Do you know if there is any option in BIOS which could control this bahavior?
 

EffrafaxOfWug

Radioactive Member
Feb 12, 2015
1,394
511
113
There's several utilities I've seen on linux that only report the maximum base clock, and not the maximum boost clocks. For quick and dirty tests you should be able to get the raw clock straight out of /proc/cpuinfo; here's my 3700X running a single-threaded workload under debian:
Code:
effrafax@wug:~$ awk '/cpu MHz/{print $4}' /proc/cpuinfo|sort -r
4330.617
4319.311
2196.950
2196.195
2195.163
2195.067
2194.704
2193.812
2191.333
2191.107
2164.031
2157.632
2157.102
2157.026
2156.159
2151.538
 

mikexrv

New Member
Feb 28, 2020
15
0
1
There's several utilities I've seen on linux that only report the maximum base clock, and not the maximum boost clocks. For quick and dirty tests you should be able to get the raw clock straight out of /proc/cpuinfo; here's my 3700X running a single-threaded workload under debian:
Code:
effrafax@wug:~$ awk '/cpu MHz/{print $4}' /proc/cpuinfo|sort -r
4330.617
4319.311
2196.950
2196.195
2195.163
2195.067
2194.704
2193.812
2191.333
2191.107
2164.031
2157.632
2157.102
2157.026
2156.159
2151.538
this command show only max base frequency , exaclty the same like the below one:
# watch -n1 "cat /proc/cpuinfo | grep \"^[c]pu MHz\""
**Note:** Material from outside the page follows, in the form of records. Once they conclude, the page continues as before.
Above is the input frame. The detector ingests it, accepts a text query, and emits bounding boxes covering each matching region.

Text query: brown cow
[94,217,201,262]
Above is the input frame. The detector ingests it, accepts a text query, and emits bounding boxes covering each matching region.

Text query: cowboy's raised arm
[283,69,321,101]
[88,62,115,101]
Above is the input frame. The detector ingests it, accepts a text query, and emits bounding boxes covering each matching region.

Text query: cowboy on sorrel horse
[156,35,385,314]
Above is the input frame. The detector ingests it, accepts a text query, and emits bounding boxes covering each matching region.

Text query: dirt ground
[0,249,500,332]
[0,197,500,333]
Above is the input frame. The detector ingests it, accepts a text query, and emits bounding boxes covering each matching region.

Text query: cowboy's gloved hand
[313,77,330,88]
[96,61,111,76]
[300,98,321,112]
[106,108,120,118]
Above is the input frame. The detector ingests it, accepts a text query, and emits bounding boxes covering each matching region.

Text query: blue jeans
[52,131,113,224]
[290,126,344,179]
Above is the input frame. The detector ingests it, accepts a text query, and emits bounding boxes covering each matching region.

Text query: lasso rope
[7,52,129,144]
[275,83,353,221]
as Zhang mention above turbostat show real values.
 

EffrafaxOfWug

Radioactive Member
Feb 12, 2015
1,394
511
113
this command show only max base frequency , exaclty the same like the below one:
Curious, I've not seen that behaviour myself - /proc/cpuinfo has always shown the raw clock for me. Does the scaling governor in sysfs show the same?
Code:
effrafax@wug:~$ cat /sys/devices/system/cpu/cpu*/cpufreq/scaling_cur_freq
2195051
2188900
2196040
2157180
2157592
4342009
2157706
2197571
2191760
2192399
2158122
2155612
4334178
2155862
2195438
2194080
 

mikexrv

New Member
Feb 28, 2020
15
0
1
Curious, I've not seen that behaviour myself - /proc/cpuinfo has always shown the raw clock for me. Does the scaling governor in sysfs show the same?
Code:
effrafax@wug:~$ cat /sys/devices/system/cpu/cpu*/cpufreq/scaling_cur_freq
2195051
2188900
2196040
2157180
2157592
4342009
2157706
2197571
2191760
2192399
2158122
2155612
4334178
2155862
2195438
2194080
Unfortunately the same results like in previous commands. Curious for me too.
The results is equal number 3500000 not something like 3498523 or etc. It means this is not realistic.
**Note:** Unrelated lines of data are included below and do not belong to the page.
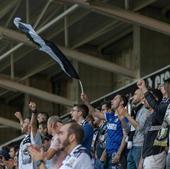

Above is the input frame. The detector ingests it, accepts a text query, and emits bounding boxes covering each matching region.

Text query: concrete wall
[140,28,170,76]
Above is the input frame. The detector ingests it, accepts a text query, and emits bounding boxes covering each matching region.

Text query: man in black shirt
[137,80,167,169]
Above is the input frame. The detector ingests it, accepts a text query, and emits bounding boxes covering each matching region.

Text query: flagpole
[79,80,84,94]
I have to verify where is knocking turbostat command which provide correct values.
 

EffrafaxOfWug

Radioactive Member
Feb 12, 2015
1,394
511
113
It's possible that different kernel versions/configs and/or different CPU governors report numbers in different ways. FWIW these numbers are from a debian stable systems running 4.19 and 5.4 with the default "ondemand" governor. There's certainly been changes of this sort before.

As far as I'm aware, you should be getting the "theoretical" rounded numbers from /sys/devices/system/cpu/cpu*/cpufreq/cpuinfo_max_freq and /sys/devices/system/cpu/cpu*/cpufreq/cpuinfo_cur_freq and the actual point-in-time raw clock speed /sys/devices/system/cpu/cpu*/cpufreq/scaling_cur_freq. Possibly worth having a look around other sysfs variables to see if there's any likely contenders there.